Üzerindeki örtüyü beline kadar indirdiğinde çıplak yattığını fark etti. Gözleri sevdiği adamın yarı açık bedeninde arsızca dolanırken gözlerini yumdu. Ve ardından tekrar göğüsüne kadar örttü. Camı açması onu biraz ferahlatabilirdi. Boydan camı açıp sistemin üzerinde yan tarafa doğru kaydırdı. Fransız balkonlu olduğunu fark etti camın. Perdeyi camın üzerine örtüp sandalyeye geri oturdu.
"Sen uçsuz bucaksız unutulmuş bir şehirin, bir tek benim uğradığım en gizemli sokağısın. Ama benim bile çözemediğim çok fazla gizemin var."Kokusunu özlemişti.
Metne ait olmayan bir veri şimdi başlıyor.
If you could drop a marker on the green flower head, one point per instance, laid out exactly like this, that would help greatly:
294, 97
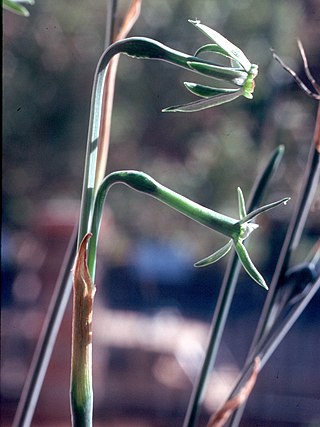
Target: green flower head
240, 73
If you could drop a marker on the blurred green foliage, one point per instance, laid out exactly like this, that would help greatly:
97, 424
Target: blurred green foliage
49, 61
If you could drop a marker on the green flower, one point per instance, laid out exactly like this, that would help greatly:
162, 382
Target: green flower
236, 230
241, 73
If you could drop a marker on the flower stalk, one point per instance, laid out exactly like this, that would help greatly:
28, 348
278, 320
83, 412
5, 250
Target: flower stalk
236, 230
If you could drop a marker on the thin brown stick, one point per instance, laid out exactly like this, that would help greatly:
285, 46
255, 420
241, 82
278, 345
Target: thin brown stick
306, 67
108, 95
220, 418
295, 76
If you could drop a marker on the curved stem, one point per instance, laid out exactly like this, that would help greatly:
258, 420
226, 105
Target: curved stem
143, 48
142, 182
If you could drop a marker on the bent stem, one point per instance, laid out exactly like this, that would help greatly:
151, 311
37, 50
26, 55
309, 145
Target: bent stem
292, 238
237, 230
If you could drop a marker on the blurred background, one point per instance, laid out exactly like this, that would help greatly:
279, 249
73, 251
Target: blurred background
153, 309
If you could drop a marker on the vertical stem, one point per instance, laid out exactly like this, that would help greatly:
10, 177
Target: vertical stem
296, 225
225, 298
81, 357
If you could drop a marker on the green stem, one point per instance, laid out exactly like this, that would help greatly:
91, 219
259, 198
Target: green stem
143, 48
225, 299
293, 235
144, 183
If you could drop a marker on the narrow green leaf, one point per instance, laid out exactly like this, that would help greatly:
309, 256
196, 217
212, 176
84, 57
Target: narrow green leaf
202, 104
216, 256
207, 91
248, 264
232, 50
241, 204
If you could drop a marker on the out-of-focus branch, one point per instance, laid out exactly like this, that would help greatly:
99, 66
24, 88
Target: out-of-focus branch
223, 414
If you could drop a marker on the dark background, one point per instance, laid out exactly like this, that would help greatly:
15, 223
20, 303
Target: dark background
153, 308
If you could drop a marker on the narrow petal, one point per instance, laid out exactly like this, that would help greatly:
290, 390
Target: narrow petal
233, 51
216, 256
229, 74
202, 104
207, 91
241, 204
248, 264
214, 48
264, 208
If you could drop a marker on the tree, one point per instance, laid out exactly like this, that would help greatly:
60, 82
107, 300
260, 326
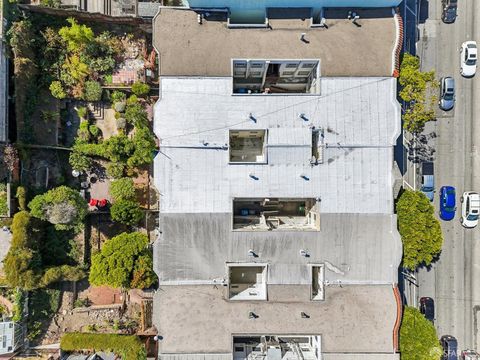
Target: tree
62, 206
21, 196
79, 161
93, 91
77, 36
10, 157
143, 275
127, 212
140, 89
57, 90
120, 259
122, 189
115, 170
418, 338
419, 92
62, 273
421, 233
145, 146
135, 114
22, 264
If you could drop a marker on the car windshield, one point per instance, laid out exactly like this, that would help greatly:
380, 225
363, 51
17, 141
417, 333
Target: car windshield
470, 61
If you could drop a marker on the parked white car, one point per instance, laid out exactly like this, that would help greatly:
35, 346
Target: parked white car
468, 58
470, 209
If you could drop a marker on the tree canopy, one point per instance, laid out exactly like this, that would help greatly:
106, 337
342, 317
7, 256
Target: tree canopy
420, 230
62, 206
124, 261
122, 189
419, 92
37, 257
418, 337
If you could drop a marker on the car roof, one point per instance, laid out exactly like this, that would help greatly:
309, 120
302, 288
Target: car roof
449, 81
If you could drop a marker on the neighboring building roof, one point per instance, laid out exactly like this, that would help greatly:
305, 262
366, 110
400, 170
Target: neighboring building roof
198, 319
361, 118
251, 5
359, 249
187, 48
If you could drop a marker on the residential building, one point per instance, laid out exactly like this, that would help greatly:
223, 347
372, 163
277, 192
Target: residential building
277, 233
11, 336
255, 11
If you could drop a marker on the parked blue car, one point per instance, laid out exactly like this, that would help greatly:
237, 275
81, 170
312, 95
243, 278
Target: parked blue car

O kadar çok özlemişti ki sımsıkı sarılıp onu asla bırakmamak istiyordu. Ya da şu an sadece yanına kıvrılıp uyumak istiyordu.
Saçlarını son bir kez okşadı ve küçük burnuna nazik bir öpücük kondurduğunda küçüğünün gözlerini aralayıp tekrar kapatır gibi olduğunu fark etti. O an sevdiği adam uykulu sesiyle sayıkladı.
"Sehun.."
Hemen hızlı ve sessizce sandalyeden kalkıp camdan balkonun korkuluklarını geçti ve kendini yavaşça aşağı saldı. Hızını yavaşlatmak için takla atarak çimenlerde yuvarlandı. Ama Baekhyun Sehun perdenin arkasına geçerken siyah giyimli uzun birini görmüş ve donup kalmıştı. Sehun atladıktan sonra balkon çıkıntısının altına saklandı. Baekhyun kısa süreli şoku atlattıktan sonra camdan dışarı baktı fakat kimseyi göremedi. Sehun bu arada sessizce tekrar arka bahçeye koşup eve geri girmişti. Kayıtları silmek zorundaydı. Kayıt odasına girdi. Odayı ilk bulduğunda her şeyi ayarlamıştı zaten tek tuşa basması yeterliydi. O tuşa bastıktan sonra hızlı ve çevik hareketlerle Baekhyun telefonda Yon'u arayarak aşağı inerken Sehun evden çıktı.Evden uzaklaştıktan sonra sırıtarak yolda yürümeye başladı.
"Seni çok özlemişim Gizemli."
Başındaki şapkayı çıkartıp saçlarını düzeltti ve fısıltıyla konuştu."Uyurken izliyorum en sevdiğim halini.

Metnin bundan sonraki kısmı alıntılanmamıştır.